Des Organisations de la société civile se sont prononcées sur le discours sur la situation de la nation du Premier ministre, Christophe Joseph Marie Dabiré, devant la Représentation nationale.
Daniel Da Hien, vice-président de la CODEL : « les déplacés internes doivent pouvoir voter ».
« Le Premier ministre a tenu compte du bien-fondé des élections. Il a dit que le gouvernement travaille à ce qu’elles se tiennent à bonne date. Nous nous satisfaisons de cette réaction. C’est une bonne chose. Mais lorsqu’on lui a posé la question sur le fichier électoral, je n’ai pas bien compris sa réponse. Il a dit que c’est un travail confié à la CENI et qu’il appartient à celle-ci de se prononcer. C’est la CENI qui met en place le fichier électoral, mais nous voulons comprendre davantage sa fiabilité. Sur le vote des déplacés internes, nous estimons que tout Burkinabè doit pouvoir prendre part à ces élections. La CENI a fait deux propositions concernant le vote des déplacés internes et nous attendons la décision du gouvernement. A mon avis, les déplacés internes devraient pouvoir voter».

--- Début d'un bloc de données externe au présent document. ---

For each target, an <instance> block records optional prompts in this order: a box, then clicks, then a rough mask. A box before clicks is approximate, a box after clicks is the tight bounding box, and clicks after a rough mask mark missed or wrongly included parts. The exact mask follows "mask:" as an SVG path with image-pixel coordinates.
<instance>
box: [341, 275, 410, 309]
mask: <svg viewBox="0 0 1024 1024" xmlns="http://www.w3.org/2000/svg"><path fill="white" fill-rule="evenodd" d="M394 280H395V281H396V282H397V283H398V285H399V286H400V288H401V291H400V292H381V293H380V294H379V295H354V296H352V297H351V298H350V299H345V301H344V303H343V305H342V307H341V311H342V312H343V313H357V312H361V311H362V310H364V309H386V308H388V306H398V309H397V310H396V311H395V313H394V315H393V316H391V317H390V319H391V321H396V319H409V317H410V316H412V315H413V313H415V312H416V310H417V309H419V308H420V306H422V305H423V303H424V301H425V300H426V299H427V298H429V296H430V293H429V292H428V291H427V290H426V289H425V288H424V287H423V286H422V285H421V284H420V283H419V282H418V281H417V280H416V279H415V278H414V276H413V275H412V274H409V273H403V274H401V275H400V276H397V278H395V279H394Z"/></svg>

Pascal Zaïda, du Cadre d’expression démocratique :
« Le Premier ministre a reconnu que ça ne va pas ».
« Le Premier ministre a lui-même reconnu que ça ne va pas. Mais malheureusement, il est allé très loin en disant que les choses avancent, alors que rien n’avance au Burkina Faso. Sur le plan sécuritaire, je suis resté sur ma soif, les infrastructures aussi. Il en est de même de la question de la gratuité de la santé, un projet de la Banque mondiale auquel le Burkina Faso a souscrit sous l’ancien régime. Sur la question de l’IUTS, le chef du gouvernement avait dit lors d’une rentrée politique du MPP qu’il sera appliqué. On ne peut pas prendre une telle décision sans l’assentiment des syndicats. A propos de la présidentielle, la majorité et l’opposition ne peuvent pas se retrouver et décider de l’avenir des Burkinabè, sans associer les acteurs apolitiques. Nous veillons au grain parce que la Constitution en son article 165 est claire qu’aucun projet de révision de la loi ne peut être recevable lorsqu’il remet en cause la durée du mandat présidentiel. C’est dire qu’au soir du 22 novembre 2020, s’il n’y a pas d’élection, le président Kaboré n’est plus président du Faso. De plus, la Constitution ne prévoit ni de gouvernement d’union nationale, ni de Transition. Il faut également tenir compte de la question des déplacés internes».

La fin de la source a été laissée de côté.